Une batterie chargée à bloc, à l'autonomie d'environ 80 km, y est facturée 265 shillings (1,78 euro), desquels sont encore déduits l'électricité restant dans l'ancienne batterie.
Par comparaison, un litre d'essence, vendu 214 shillings, permet de rouler environ 30 km. Rouler 80 km - l'autonomie d'une batterie d'e-bike -requiert 2,5 litres d'essence, coûtant 530 shillings... le double du prix d'une recharge.

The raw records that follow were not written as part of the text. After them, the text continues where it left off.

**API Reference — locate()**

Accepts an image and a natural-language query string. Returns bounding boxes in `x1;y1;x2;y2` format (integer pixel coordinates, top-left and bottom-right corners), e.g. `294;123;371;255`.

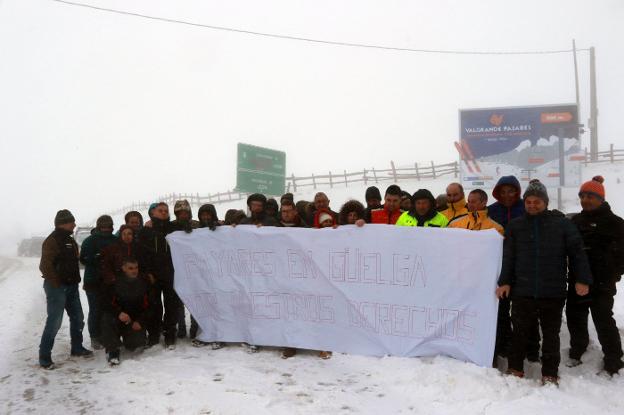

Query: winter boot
165;337;175;350
243;343;260;353
39;356;55;370
282;347;297;359
91;339;104;350
106;349;121;366
542;376;559;387
71;346;93;357
507;369;524;378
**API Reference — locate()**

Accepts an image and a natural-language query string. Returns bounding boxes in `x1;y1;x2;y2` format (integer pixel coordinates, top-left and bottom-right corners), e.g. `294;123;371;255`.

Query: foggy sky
0;0;624;254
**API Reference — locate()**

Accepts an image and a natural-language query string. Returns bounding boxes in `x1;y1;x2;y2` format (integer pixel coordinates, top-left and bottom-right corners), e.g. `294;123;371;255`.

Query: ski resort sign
167;225;502;366
236;143;286;195
455;105;584;188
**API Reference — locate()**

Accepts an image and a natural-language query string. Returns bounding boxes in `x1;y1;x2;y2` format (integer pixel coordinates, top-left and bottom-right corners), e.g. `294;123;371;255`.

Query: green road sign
236;143;286;196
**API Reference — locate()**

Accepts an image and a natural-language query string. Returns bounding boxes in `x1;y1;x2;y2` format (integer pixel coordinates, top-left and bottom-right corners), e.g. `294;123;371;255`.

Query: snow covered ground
0;258;624;415
0;164;624;415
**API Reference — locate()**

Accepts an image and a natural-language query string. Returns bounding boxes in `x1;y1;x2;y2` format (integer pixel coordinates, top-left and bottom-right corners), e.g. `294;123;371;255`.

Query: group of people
39;176;624;384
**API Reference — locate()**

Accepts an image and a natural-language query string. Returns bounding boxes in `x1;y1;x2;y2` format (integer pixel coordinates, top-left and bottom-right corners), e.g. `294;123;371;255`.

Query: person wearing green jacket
396;189;448;228
80;215;117;350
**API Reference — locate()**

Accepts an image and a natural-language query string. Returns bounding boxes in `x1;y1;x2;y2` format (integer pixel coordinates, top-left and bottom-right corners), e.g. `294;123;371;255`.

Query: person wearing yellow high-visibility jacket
440;183;468;222
448;189;505;235
396;189;448;228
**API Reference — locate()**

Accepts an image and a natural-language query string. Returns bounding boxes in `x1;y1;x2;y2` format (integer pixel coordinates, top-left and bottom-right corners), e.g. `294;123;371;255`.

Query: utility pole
572;39;581;117
588;46;598;161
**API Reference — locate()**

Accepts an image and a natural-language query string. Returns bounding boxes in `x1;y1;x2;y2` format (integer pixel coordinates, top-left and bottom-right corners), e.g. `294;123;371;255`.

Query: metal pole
572;39;581;119
588;46;598;161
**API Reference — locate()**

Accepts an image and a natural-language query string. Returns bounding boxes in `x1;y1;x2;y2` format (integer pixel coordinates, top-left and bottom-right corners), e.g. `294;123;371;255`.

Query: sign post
236;143;286;196
455;104;581;188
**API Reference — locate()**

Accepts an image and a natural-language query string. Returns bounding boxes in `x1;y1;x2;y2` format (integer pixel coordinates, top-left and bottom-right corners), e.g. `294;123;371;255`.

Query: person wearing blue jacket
496;180;593;384
487;176;540;366
80;215;117;350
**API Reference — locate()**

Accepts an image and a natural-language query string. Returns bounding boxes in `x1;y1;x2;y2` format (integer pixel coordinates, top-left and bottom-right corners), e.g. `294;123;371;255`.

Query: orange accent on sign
490;114;504;127
541;112;573;124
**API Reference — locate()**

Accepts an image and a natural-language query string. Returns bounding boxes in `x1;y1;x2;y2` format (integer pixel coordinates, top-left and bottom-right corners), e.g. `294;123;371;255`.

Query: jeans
39;279;84;363
87;291;102;340
566;287;623;372
102;313;147;353
509;297;565;377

Le président américain Donald Trump, connu pour son climatoscepticisme, a, en soutenant Israël dans la guerre en Iran, "rendu les véhicules électriques bien plus attractifs", ironise Joe Croft, le fondateur d'ArcRide.
Autre argument de vente, à l'adresse du gouvernement kényan : protéger l'environnement fait gagner de l'argent, souligne Hezbon Muse. Car "100% de l'essence au Kenya est importée" et sa consommation grève la balance des paiements du pays, souligne-t-il, tandis que l'électricité est produite localement et est verte à 93% (géothermie, hydroélectricité, solaire, éolien).
La quête d'un "transport durable", encore une gageure en Occident, n'est plus inaccessible en Afrique, observe-t-il.
Un bond en avant technologique rappelant celui, digital, des années 2000, quand la généralisation des téléphones portables et des portefeuilles de monnaie électroniques avaient permis au continent de combler des décennies de retard en terme de bancarisation et de téléphonie fixe.
Le monde va encore "apprendre de l'Afrique", s'enorgueillit M. Kitunga. Spiro, révèle-t-il, songe sérieusement à exporter ses solutions africaines sur d'autres terres, notamment en Asie.